Whistleblowers from the DHS sent a letter in late June to Biden administration officials urging them to do more work vaccinating immigrants in federal custody. They claimed that immigrant detention facilities “continue to be a significant source of spread for COVID and [cause] disproportionate harm to detainees, workers and the public, yet DHS has still not implemented a comprehensive plan to address the spread of COVID in immigration detention facilities.”

What about the thousands who are reportedly being released in Texas? The data being shared by conservative media about the 7,000 migrants in McAllen, Texas, who tested positive, lacks context. According to American Immigration Council’s Aaron Reichlin-Melnick, who spoke to The Washington Post, “Migrants are in many ways the most tested group in the country. No other group of people in the entire country is being tested at a near-100 percent rate. So when we talk about infection rates of migrants, what we actually know is that a lot of people who are testing positive are asymptomatic; who, if they were in the United States, would have just never been tested.”

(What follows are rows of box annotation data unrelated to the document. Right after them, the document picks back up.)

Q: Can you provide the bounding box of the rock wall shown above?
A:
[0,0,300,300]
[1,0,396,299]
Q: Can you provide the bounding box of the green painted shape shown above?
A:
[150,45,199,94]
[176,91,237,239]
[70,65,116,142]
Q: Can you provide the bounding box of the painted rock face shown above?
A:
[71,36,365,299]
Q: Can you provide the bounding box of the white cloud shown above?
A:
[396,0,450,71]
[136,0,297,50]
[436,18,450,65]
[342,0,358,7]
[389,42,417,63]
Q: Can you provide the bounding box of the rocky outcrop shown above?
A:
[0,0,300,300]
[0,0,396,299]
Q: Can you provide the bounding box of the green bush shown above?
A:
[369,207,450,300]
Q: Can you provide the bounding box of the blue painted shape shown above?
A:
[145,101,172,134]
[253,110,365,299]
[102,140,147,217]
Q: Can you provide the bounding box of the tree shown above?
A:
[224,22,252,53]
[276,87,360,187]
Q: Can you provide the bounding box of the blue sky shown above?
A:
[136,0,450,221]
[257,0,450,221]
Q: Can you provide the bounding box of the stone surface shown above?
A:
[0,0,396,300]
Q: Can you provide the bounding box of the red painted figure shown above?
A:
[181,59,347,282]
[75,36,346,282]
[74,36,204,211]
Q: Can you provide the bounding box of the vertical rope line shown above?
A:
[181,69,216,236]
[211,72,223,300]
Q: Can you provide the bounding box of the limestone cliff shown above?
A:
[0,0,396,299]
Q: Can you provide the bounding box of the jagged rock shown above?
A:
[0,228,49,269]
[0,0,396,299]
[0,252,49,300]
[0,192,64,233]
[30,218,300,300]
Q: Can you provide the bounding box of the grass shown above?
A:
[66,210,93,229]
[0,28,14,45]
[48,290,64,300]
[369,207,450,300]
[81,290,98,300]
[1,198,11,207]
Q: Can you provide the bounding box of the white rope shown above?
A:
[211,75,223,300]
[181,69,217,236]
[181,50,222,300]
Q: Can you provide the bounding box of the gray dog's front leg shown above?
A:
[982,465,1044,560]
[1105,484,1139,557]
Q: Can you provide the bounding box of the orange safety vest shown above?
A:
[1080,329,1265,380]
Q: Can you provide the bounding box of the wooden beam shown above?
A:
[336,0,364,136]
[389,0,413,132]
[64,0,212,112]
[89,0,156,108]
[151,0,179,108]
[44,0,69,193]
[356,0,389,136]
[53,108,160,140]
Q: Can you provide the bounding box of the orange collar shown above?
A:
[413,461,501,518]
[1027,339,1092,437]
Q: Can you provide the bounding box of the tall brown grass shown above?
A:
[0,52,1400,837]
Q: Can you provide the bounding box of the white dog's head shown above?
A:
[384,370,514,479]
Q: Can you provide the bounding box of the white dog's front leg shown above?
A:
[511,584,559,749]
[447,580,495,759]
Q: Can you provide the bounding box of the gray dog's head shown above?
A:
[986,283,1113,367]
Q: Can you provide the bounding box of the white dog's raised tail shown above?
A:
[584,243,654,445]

Migrants who test positive are moved to hotels and other spaces to quarantine, for the most part. Indeed, the Fox News article about McAllen stated, “Immigrants released by CBP are dropped off with Catholic Charities and tested for COVID by a third party. If they test positive, they are asked to quarantine and offered a room at a quarantine site.” (This particular statement did not appear in an archived version of the Fox News story, but cropped up later.) As of August 2021, an estimated 2,000 migrants are being quarantined in the Rio Grande Valley in Texas, after testing positive. 

Public health experts by and large agree that the rise in COVID-19 cases in the U.S. is not due to migrants who are isolated and tested in larger numbers than communities in the United States. Dr. Joseph McCormick, a physician and former CDC epidemiologist, told The Associated Press that the number of migrants entering the country is too small to be behind the uptick in cases. COVID-19 has been spreading outside of border states, and many argue it is due in part to the large numbers of unvaccinated people already in the country.

Dr. Iván Meléndez, a health official in Hidalgo County said in an August press conference, “Is this a pandemic of the migrants? No, it’s a pandemic of the unvaccinated.” According to a New York Times report, in Hidalgo County, Texas, the migrant positivity rate was about 16 percent in early August 2021, compared with 17.59 percent for residents. 

The exact total number of asylum seekers who were released untested, unvaccinated, or positive with COVID-19 to third parties are difficult to determine. We know based on a number of cases publicly available to us that a few hundred fell through the cracks over an extended period of time largely due to federal agencies inefficiencies, but those groups are not responsible for the surge in cases overall.

Overall, the assertion that thousands of migrants entering the country are not being tested, quarantined, or vaccinated, and are spreading COVID-19 as a result, is incorrect. However, it appears federal agencies could do more to ensure effective health facilities are provided to migrants and comprehensive vaccination plans are developed. As such, we rate this claim as “Mostly False.”